Viver sempre na linha tênue entre o bem e o mal. Um pico de alegria e amor que se transforma em ódio e tristeza profunda em um piscar de olhos. A Médica-Veterinária Eliane Jéssica Ruwer diagnosticada com transtorno de borderline e transtorno de bipolaridade afetiva, no auge da pandemia em 2020, luta contra a doença psíquica desde os 18 anos de idade.

No início, Eliane não entendia e não sabia como lidar com os sintomas, foi quando decidiu procurar ajuda psiquiátrica que, na época, foi detectada com depressão e ansiedade. “Sentia angústia, falta de amor próprio, raiva, sem valor e esperança. Queria apenas sumir. Pensava todos os dias em tirar minha própria vida, mas graças a Deus me faltava coragem, relata emocionada”.

Uma luz no fim do túnel

Aceitar a doença e conviver com os amigos de quatro patas ajudou no tratamento da depressão e do transtorno. “Agradeço aos meus animais de estimação pois eles me ajudaram a sentir mais amor e carinho. De uma cadelinha adotei cinco gatos e cinco cachorros sem raça definida. Minha vida melhorou muito com a convivência com os Pets. Ter o amor incondicional desses animais fez diferença no meu tratamento”.

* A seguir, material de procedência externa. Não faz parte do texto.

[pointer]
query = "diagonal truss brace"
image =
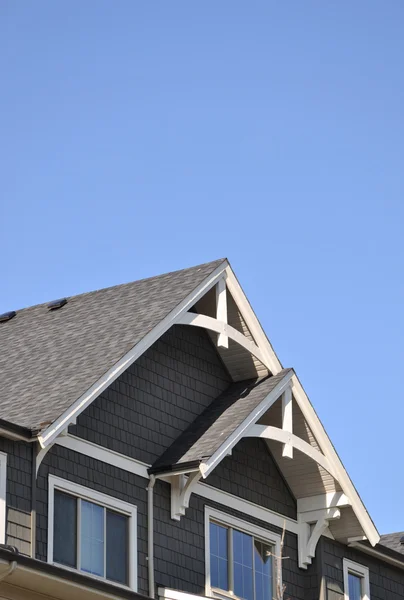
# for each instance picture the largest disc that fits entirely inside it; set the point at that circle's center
(181, 490)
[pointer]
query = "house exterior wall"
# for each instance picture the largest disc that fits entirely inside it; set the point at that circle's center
(145, 410)
(252, 474)
(140, 415)
(386, 581)
(18, 494)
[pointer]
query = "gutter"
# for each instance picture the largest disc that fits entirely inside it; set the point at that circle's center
(16, 432)
(24, 565)
(381, 552)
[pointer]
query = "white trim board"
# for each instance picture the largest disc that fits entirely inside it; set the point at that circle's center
(201, 489)
(349, 566)
(271, 538)
(104, 455)
(3, 489)
(79, 491)
(241, 430)
(51, 432)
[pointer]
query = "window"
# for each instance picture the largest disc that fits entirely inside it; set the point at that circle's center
(3, 485)
(91, 532)
(239, 558)
(356, 581)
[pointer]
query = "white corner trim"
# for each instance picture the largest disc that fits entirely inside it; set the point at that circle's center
(271, 538)
(240, 431)
(49, 434)
(130, 510)
(245, 506)
(361, 571)
(104, 455)
(3, 489)
(340, 473)
(373, 552)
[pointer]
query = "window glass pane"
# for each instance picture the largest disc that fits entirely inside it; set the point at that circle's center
(117, 547)
(92, 538)
(242, 559)
(65, 529)
(355, 587)
(218, 556)
(263, 571)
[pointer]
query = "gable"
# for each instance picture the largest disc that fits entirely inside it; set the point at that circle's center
(251, 473)
(143, 411)
(49, 358)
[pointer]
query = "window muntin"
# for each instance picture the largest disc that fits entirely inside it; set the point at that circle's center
(240, 563)
(354, 587)
(83, 531)
(356, 581)
(92, 532)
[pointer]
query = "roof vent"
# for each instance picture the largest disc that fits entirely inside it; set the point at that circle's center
(57, 303)
(7, 316)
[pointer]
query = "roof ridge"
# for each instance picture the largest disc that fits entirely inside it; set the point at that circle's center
(127, 283)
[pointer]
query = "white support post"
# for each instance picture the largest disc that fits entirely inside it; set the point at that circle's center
(221, 311)
(287, 420)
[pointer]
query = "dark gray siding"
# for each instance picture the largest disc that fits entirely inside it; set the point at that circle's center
(180, 546)
(151, 404)
(251, 473)
(99, 476)
(386, 582)
(18, 498)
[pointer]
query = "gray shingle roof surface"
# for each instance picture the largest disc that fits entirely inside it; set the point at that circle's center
(48, 359)
(208, 432)
(392, 541)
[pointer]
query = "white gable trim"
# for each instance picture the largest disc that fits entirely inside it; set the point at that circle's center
(51, 432)
(241, 430)
(338, 468)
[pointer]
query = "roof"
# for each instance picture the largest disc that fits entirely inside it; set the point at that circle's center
(217, 423)
(392, 541)
(49, 358)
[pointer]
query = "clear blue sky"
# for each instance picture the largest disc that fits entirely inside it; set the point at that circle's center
(143, 137)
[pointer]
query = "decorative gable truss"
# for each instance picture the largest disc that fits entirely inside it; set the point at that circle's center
(220, 306)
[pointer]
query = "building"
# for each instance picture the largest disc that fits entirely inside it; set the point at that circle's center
(152, 444)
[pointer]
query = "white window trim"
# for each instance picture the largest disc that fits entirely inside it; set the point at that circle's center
(3, 489)
(57, 483)
(259, 532)
(354, 568)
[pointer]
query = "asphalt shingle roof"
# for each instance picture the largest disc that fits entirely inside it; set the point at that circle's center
(222, 417)
(48, 359)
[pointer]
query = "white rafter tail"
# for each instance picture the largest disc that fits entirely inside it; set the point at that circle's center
(221, 311)
(287, 420)
(181, 490)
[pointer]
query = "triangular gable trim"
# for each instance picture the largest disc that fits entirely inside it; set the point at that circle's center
(68, 417)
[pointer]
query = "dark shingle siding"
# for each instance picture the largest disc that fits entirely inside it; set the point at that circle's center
(149, 405)
(386, 581)
(49, 359)
(180, 546)
(251, 473)
(18, 496)
(99, 476)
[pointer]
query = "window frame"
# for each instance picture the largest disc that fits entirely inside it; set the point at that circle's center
(353, 568)
(3, 499)
(222, 518)
(108, 502)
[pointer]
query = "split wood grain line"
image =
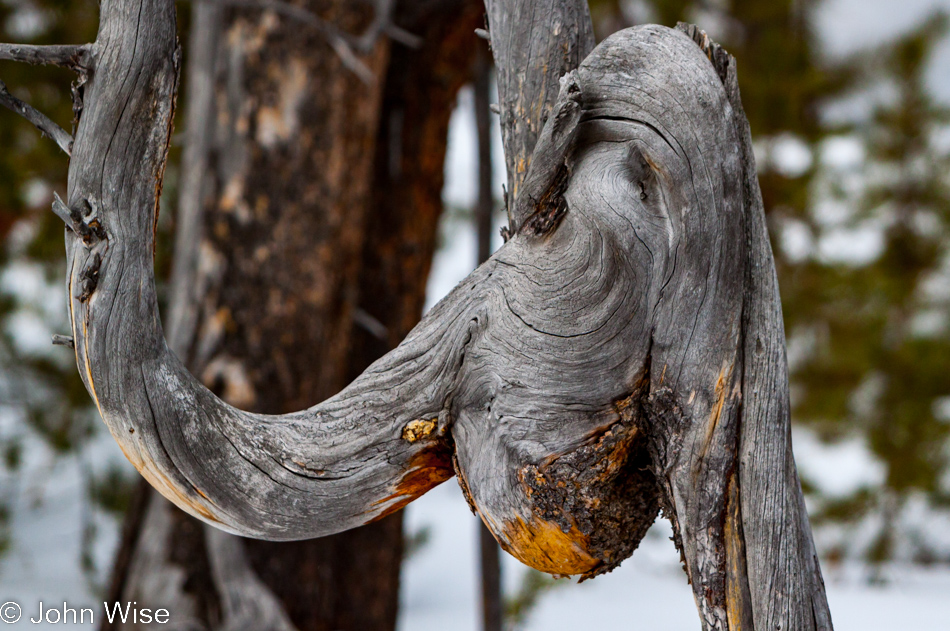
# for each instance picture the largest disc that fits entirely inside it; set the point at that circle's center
(622, 353)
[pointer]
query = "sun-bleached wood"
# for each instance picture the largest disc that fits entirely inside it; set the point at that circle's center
(622, 353)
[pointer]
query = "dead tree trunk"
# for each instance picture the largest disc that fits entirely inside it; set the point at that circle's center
(621, 353)
(321, 583)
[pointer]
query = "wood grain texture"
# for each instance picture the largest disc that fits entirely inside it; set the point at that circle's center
(621, 354)
(534, 42)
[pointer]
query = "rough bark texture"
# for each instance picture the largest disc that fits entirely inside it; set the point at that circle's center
(534, 42)
(621, 353)
(321, 583)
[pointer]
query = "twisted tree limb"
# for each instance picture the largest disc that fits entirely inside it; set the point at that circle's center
(622, 353)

Ela garante que qualquer pessoa diagnosticada com depressão, ansiedade ou algum transtorno e tiver condições de criar um animal, deve adotar pois notará a melhora no tratamento em pouco tempo. “Com os medicamentos certos, a minha doença está estabilizada. Hoje, eu sinto vontade de viver um dia de cada vez, sinto amor e gratidão nas pequenas coisas e isso eu devo à convivência com os meus animais. Eles me ajudam a viver de forma leve e alegre, pois sempre estão felizes querendo brincar. Tenho muito mais comprometimento e responsabilidade”, declara Eliane.

Estudos

Existem estudos em alguns países de pessoas diagnosticadas com distúrbio depressivo grave que apresentam melhoras significativas com a convivência com os animais. No Brasil ainda há poucas pesquisas.

De acordo com a Psicóloga, Cristina Parisi, na área da psicoterapia assistida, há um reconhecimento no tratamento para doenças psíquicas com animais, bem como o apoio à convivência com Pets em casa, para tratamentos onde o foco é no processo cognitivo, emocional e na comunicação, sempre com a meta de redução de sintomas e melhora na qualidade de vida.

Os cuidados com o animal, o toque, o contato, as conversas mesmo que unilaterais, o olhar, a presença… tudo contribui para que a pessoa encontre companhia e auto responsabilize-se por algo além de si mesmo, num contato amoroso e desinteressado, interferindo diretamente na autoestima e crescimento cognitivo, social, emocional e psíquico. Por isso funciona muito bem em casos de depressão e ansiedade”, explica a psicóloga.

Cristina alerta que não é uma regra e nem uma obrigação ter um animal de estimação quando se está passando por doenças psíquicas. “É preciso identificar as preferências e crenças individuais. O foco no tratamento em saúde mental sempre é o paciente. Isso vale também para a hora de escolher qual o animal para intervenções ou para se ter em casa”, afirma.